Sin embargo, así como el poemario es un registro de la pérdida, del desamor, es también, en un complementario movimiento, un libro de amor, de profundo amor por todo lo evocado, de un amor tan grande, me atrevería a decir, que se reviste de pudor, de delicadeza, donde toda palabra se sabe insuficiente para nombrar, porque el hablante , el viviente, el sufriente heroico, transido de humanidad cotidiana, camina descalzo sobre piedras ardientes y sabe que el cuerpo siempre es alcanzado por una palabra más grande, por una palabra que no puede nombrar. Quizás el poema más explícito, que se construye como una fábula, sea “Alguien visita a Anna O en su cabaña”, donde el viaje, el aprendizaje, desembocan en la entrega, en la búsqueda, en el aprendizaje, “ de cómo el amor se pierde a cada instante”. O el espléndido poema “ Fuera de servicio” donde “ las hebras proliferan como hiedras del escuadrón de la muerte” y el poeta, como el anatomista “picotea y zurce, redacta/ movido por un interés casi científico/ las funciones de los tejidos de la vida que se está viviendo/ y que en ningún caso se está por vivir”. Sin embargo, dentro del libro, de sus ruinas, emerge luminosa la figura de la niña, la que tiene brazos y piernas para caminar por el mundo, la que lleva en la punta de su lengua la palabra dios.

Como una paráfrasis sobria, del “Tango del viudo”, amo ese momento final del poemario donde en “Apartado” (tachado), se habla de la búsqueda de un lenguaje recortado, ajardinado, una manera, en fin “ menos pedregosa de entrarle a la vida y a la muerte”.

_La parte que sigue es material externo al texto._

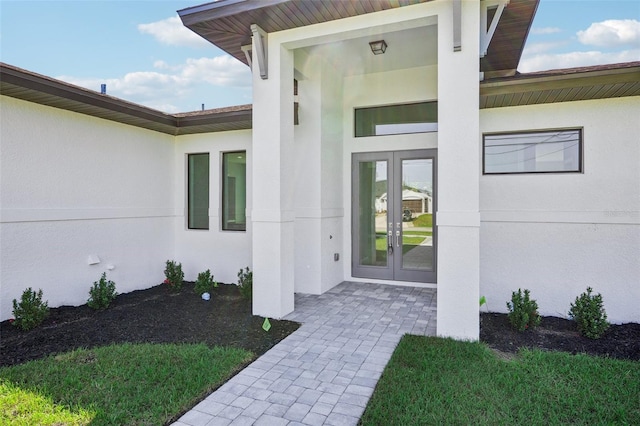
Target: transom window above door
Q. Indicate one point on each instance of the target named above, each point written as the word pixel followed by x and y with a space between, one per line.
pixel 421 117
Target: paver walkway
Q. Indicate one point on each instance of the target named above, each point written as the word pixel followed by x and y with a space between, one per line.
pixel 325 372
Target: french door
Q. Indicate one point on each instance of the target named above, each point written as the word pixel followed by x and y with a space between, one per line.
pixel 394 233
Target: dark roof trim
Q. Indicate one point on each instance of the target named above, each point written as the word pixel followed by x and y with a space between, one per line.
pixel 226 23
pixel 596 82
pixel 572 84
pixel 29 86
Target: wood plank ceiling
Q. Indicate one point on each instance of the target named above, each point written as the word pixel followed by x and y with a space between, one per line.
pixel 227 23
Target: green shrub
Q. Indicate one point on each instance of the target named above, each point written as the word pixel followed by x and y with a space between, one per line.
pixel 523 311
pixel 205 283
pixel 245 282
pixel 102 293
pixel 31 310
pixel 589 314
pixel 173 275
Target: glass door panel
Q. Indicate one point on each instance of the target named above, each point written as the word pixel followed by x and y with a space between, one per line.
pixel 394 196
pixel 372 213
pixel 416 201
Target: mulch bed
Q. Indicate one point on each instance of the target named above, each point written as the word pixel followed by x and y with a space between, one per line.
pixel 155 315
pixel 553 333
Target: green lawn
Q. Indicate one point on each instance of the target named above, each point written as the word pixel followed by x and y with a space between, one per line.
pixel 440 381
pixel 424 220
pixel 118 384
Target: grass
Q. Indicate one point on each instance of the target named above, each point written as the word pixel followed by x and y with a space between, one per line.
pixel 424 220
pixel 441 381
pixel 118 384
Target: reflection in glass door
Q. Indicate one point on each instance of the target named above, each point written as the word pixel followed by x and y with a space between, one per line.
pixel 393 215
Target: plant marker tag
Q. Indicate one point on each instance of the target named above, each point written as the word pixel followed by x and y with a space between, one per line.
pixel 266 325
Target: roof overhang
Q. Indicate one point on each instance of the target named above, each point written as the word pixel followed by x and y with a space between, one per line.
pixel 572 84
pixel 587 83
pixel 227 24
pixel 21 84
pixel 506 46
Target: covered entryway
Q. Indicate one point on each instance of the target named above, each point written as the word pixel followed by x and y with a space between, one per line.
pixel 390 240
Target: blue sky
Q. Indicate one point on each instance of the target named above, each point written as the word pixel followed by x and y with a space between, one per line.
pixel 143 53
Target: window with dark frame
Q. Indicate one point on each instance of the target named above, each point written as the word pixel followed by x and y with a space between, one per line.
pixel 545 151
pixel 198 191
pixel 234 191
pixel 418 117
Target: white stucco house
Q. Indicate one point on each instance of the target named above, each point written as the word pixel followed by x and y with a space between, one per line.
pixel 535 178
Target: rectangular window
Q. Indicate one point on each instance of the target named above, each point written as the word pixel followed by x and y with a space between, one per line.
pixel 549 151
pixel 234 191
pixel 198 191
pixel 396 119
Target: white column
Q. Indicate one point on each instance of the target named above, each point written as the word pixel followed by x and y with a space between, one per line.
pixel 273 189
pixel 458 216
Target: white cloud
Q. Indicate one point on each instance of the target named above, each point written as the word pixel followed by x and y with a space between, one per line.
pixel 543 62
pixel 172 84
pixel 545 30
pixel 611 33
pixel 171 31
pixel 219 71
pixel 537 48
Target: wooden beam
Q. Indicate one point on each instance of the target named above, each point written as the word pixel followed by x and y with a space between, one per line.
pixel 457 25
pixel 262 52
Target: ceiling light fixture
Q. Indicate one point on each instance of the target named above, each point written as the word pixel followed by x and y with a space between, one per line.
pixel 378 47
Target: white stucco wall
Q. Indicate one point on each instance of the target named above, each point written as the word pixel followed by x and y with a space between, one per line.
pixel 318 176
pixel 556 234
pixel 75 186
pixel 223 252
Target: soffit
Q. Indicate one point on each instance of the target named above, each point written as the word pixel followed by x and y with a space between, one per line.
pixel 226 23
pixel 572 84
pixel 21 84
pixel 505 49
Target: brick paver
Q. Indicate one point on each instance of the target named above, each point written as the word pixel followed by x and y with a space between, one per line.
pixel 326 371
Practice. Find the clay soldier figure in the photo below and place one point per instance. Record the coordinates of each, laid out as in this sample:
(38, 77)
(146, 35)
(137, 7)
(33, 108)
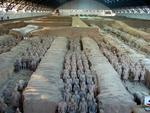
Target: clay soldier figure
(76, 97)
(62, 107)
(82, 93)
(15, 99)
(92, 106)
(7, 94)
(72, 106)
(143, 72)
(33, 65)
(76, 87)
(68, 87)
(3, 106)
(83, 86)
(83, 106)
(21, 85)
(16, 66)
(67, 96)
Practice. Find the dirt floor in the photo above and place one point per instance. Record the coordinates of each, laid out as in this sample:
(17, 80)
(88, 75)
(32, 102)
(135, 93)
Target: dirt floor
(112, 53)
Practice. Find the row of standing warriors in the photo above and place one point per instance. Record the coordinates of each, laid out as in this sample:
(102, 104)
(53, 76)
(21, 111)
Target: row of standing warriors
(127, 69)
(7, 43)
(11, 98)
(79, 83)
(31, 57)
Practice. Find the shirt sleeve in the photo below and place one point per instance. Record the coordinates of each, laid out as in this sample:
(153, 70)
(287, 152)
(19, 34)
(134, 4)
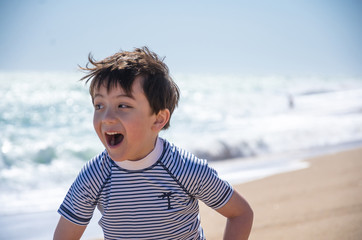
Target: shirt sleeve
(212, 190)
(82, 197)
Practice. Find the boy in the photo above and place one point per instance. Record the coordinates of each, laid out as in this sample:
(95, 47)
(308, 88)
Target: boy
(144, 186)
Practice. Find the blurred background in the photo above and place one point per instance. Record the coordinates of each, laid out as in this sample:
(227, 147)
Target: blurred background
(257, 78)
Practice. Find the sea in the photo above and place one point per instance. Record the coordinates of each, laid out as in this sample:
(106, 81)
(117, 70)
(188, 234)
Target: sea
(248, 127)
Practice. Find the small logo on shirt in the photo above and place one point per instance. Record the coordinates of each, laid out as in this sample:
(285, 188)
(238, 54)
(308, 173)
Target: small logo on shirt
(167, 195)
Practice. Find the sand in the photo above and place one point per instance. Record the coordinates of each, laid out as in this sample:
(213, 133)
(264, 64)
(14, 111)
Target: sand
(323, 201)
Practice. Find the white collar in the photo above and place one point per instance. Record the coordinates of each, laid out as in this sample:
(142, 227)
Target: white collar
(145, 162)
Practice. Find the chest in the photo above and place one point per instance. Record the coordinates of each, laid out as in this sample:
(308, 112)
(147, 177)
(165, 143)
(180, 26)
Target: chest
(151, 192)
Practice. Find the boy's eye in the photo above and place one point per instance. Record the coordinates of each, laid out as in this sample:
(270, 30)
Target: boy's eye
(123, 106)
(98, 106)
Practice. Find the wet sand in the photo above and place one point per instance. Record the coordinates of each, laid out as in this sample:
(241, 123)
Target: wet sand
(323, 201)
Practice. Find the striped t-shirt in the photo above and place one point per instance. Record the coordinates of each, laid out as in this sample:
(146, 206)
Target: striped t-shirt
(158, 202)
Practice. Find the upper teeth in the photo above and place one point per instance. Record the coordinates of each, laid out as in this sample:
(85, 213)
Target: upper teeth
(112, 133)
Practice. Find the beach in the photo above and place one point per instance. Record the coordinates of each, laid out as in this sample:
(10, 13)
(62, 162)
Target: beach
(323, 201)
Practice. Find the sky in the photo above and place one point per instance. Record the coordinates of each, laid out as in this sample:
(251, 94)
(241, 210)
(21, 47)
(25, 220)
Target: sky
(301, 37)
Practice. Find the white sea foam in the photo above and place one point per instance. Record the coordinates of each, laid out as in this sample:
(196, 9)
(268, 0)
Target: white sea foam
(46, 131)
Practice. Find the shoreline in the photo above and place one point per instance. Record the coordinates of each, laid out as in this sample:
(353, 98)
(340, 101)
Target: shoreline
(323, 201)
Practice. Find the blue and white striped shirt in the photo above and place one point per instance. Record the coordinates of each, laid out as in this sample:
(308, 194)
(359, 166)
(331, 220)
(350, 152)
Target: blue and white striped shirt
(158, 202)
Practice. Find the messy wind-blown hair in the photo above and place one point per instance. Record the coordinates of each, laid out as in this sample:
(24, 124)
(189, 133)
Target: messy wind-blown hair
(122, 68)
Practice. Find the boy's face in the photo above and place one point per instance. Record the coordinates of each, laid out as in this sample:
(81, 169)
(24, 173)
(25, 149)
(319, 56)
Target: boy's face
(125, 124)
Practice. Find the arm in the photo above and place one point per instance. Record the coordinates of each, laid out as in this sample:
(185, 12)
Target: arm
(239, 218)
(66, 230)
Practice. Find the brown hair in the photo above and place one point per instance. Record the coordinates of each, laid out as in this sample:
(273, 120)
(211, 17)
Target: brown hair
(123, 67)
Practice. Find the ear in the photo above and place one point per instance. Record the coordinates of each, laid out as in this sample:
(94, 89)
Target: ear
(162, 117)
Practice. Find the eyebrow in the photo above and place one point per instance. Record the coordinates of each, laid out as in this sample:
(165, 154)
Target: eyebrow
(118, 96)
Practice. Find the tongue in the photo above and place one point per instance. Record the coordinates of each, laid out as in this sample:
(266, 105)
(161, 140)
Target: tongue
(116, 139)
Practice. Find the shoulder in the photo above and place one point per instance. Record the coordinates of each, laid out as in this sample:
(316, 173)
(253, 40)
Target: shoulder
(176, 155)
(184, 165)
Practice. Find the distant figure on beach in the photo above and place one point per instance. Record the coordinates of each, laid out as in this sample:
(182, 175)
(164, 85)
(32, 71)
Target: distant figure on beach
(290, 101)
(144, 186)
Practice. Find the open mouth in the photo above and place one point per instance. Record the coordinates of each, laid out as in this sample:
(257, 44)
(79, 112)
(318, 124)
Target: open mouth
(114, 138)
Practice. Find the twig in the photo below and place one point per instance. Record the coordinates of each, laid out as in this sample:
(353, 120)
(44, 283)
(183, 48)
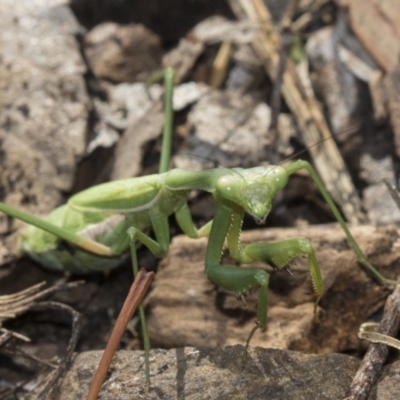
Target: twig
(66, 360)
(135, 296)
(371, 366)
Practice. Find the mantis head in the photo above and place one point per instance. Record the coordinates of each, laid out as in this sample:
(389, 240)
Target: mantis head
(253, 189)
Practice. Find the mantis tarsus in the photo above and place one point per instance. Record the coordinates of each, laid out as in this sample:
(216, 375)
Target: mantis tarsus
(104, 221)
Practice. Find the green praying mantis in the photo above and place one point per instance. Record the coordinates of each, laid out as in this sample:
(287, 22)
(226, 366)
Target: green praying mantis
(105, 221)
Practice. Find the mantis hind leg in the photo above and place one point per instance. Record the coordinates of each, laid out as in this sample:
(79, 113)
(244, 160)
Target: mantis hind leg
(159, 248)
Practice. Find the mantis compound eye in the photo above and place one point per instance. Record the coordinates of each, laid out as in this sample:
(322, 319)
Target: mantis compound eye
(277, 178)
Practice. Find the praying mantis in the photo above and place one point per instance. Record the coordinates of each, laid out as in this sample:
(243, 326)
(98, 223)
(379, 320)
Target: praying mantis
(102, 223)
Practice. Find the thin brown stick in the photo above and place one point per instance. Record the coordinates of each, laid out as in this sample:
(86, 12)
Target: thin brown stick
(371, 366)
(135, 296)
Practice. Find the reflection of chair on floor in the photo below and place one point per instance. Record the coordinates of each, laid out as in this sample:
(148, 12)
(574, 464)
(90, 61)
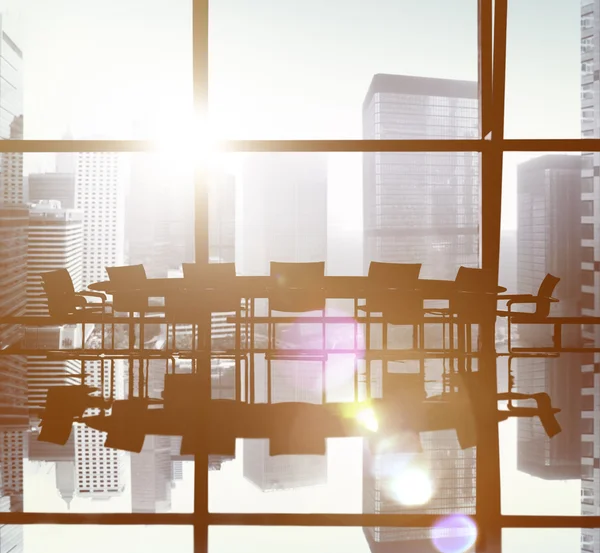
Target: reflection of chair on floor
(130, 297)
(65, 303)
(392, 292)
(65, 405)
(208, 289)
(297, 288)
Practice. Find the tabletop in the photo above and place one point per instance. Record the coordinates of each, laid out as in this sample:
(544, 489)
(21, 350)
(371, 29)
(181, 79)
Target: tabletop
(259, 286)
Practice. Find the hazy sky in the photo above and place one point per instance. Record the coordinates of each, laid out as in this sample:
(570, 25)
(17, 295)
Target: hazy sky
(289, 69)
(283, 69)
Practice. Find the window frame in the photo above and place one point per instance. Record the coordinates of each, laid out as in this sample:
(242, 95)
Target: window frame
(491, 145)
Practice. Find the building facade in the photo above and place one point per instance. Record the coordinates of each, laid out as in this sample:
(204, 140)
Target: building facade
(548, 241)
(421, 206)
(590, 267)
(281, 472)
(284, 214)
(52, 186)
(55, 241)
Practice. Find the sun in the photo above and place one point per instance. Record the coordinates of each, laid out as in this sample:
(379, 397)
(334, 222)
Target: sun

Marianne Moore escribió que el arte de perder no es difícil de dominar y que hay que escribirlo como si no fuera un desastre. Del linaje de los perdedores ( quién pierde qué y a quién deja la pérdida con las manos vacías, quizás plenas también, transmutadas), de ese linaje, es este poemario de David Bustos, que de la pérdida, hace arte, escritura, poesía, sin estridencias, sin ostentación.